The program allows for certain deductions to calculate net income. Net income ultimately determines the benefit amount a household will receive. Examples include but are not limited to a standard 20 percent deduction from gross income, child support, medical expenses and housing costs like rent, mortgage or utilities.
In addition to income limits, the program also sets a limit on resources—assets easily converted to cash. These might include bank accounts and stocks. A family that contains someone disabled or over 60 has a limit of $3,000, while other families cannot have more than $2,000. Possible exemptions include the home, the value of a car used to transport a disabled family member and the resources of a person receiving government assistance from a variety of programs like SSI.
Benefit Amount Per Household
The SNAP program uses a specific formula to determine benefits for household size. It multiplies the household net income by .3 and that number (30 percent of net income) gets subtracted from the maximum amount a household of that size would receive. The program uses this formula because it expects families using this program to spend about 30 percent of their resources on food. The maximum allotments are as follows. A family of one can receive up to $200 a month. A family of 2 would receive $367 maximum. A family of three gets $526 maximum. A family of four can receive up to $668. A family of five can get up to $793. A family of six has a maximum of $952. A family of seven will have $1,052 limit, while a family of eight can get up to $1,202. For each additional person over eight, add $150.
Virginia participates in SNAP (Supplemental Nutrition Assistance Program), a government-run program that helps low-income families buy food. Recipients must note however, that allotted money is meant to supplement a food budget, not serve as the primary source. While the program has established basic income guidelines, some exceptions can apply. In Virginia, the Department of Social Services oversees the program, and anyone who wants to apply or has questions should contact their local office.
Certain people will automatically qualify for nutrition assistance without regard to net or gross income. This includes households in which all or at least one person receives GR (general relief) benefits, TANF (temporary assistance for needy families) benefits or SSI (supplemental security income).

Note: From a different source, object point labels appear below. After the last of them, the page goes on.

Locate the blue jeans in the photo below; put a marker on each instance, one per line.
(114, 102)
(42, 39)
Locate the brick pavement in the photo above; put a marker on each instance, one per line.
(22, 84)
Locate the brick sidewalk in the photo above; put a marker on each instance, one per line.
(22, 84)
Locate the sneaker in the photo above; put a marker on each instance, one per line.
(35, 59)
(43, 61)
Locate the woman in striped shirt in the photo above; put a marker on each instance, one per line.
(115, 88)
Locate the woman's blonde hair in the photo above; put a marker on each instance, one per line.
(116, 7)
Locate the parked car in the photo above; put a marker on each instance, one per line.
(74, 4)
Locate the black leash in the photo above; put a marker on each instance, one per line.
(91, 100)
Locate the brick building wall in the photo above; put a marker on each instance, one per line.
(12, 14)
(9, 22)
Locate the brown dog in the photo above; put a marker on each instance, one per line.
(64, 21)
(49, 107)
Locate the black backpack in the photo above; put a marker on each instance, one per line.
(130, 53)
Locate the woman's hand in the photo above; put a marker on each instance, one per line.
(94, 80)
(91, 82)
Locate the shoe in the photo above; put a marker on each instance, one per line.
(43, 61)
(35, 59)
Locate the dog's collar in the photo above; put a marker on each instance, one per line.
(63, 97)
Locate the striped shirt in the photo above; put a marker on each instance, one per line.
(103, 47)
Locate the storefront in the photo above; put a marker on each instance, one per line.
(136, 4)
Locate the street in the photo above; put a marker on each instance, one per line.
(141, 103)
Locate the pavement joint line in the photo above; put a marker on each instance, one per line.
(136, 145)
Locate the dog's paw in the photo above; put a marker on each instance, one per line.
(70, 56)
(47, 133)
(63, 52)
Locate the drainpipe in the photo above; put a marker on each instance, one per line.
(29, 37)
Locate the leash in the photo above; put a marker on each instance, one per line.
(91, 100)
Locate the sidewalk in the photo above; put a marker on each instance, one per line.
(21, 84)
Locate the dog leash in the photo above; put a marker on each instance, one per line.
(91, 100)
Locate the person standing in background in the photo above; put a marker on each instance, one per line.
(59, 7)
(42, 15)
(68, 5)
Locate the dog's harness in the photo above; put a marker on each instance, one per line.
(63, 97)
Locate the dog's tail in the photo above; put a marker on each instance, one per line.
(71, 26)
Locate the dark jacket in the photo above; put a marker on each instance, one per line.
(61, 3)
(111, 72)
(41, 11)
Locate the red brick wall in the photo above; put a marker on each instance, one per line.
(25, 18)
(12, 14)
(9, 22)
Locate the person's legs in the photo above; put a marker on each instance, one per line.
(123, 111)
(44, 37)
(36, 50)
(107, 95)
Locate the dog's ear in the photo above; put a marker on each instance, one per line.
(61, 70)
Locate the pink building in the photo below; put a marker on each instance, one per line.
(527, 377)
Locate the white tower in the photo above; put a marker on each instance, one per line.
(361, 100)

When determining countable income for gross income limits, the program counts both earned (wages and salaries) and unearned income. Unearned income includes but is not limited to government assistance payments such as TANF, SSI or GR; annuities; pensions; worker’s compensation and alimony. Examples of excluded income include but are not limited to payments from the Division of Child Support Enforcement to TANF families, loans and reimbursement for job-related expenses.
With the exception of categorically eligible households and households containing anyone older than 60 or disabled, the program has set maximum gross (before allowable deductions) income limits based on household size. A household of one cannot have a gross monthly income exceeding $1,287, and the limit increases by $448 to $451 for every additional person.
Once a family has met eligibility requirements based on gross income, they must still meet net income requirements unless categorically eligible. The program allows for certain deductions to determine net income, including but not limited to a standard deduction ranging from $157 to $168 or more depending on family size, an earned income deduction of 20 percent, costs of shelter, dependent care and utilities. A household of one must not have a net income exceeding $990, increasing by $345 to 347 for every additional person.
In certain instances, the agency will require the household to provide proof of a deduction. If the household cannot provide proof within 30 days, the agency will have to proceed with determining eligibility without including that expense. If absence of this verifiable expense makes the family ineligible, they will have an additional 30 days to verify.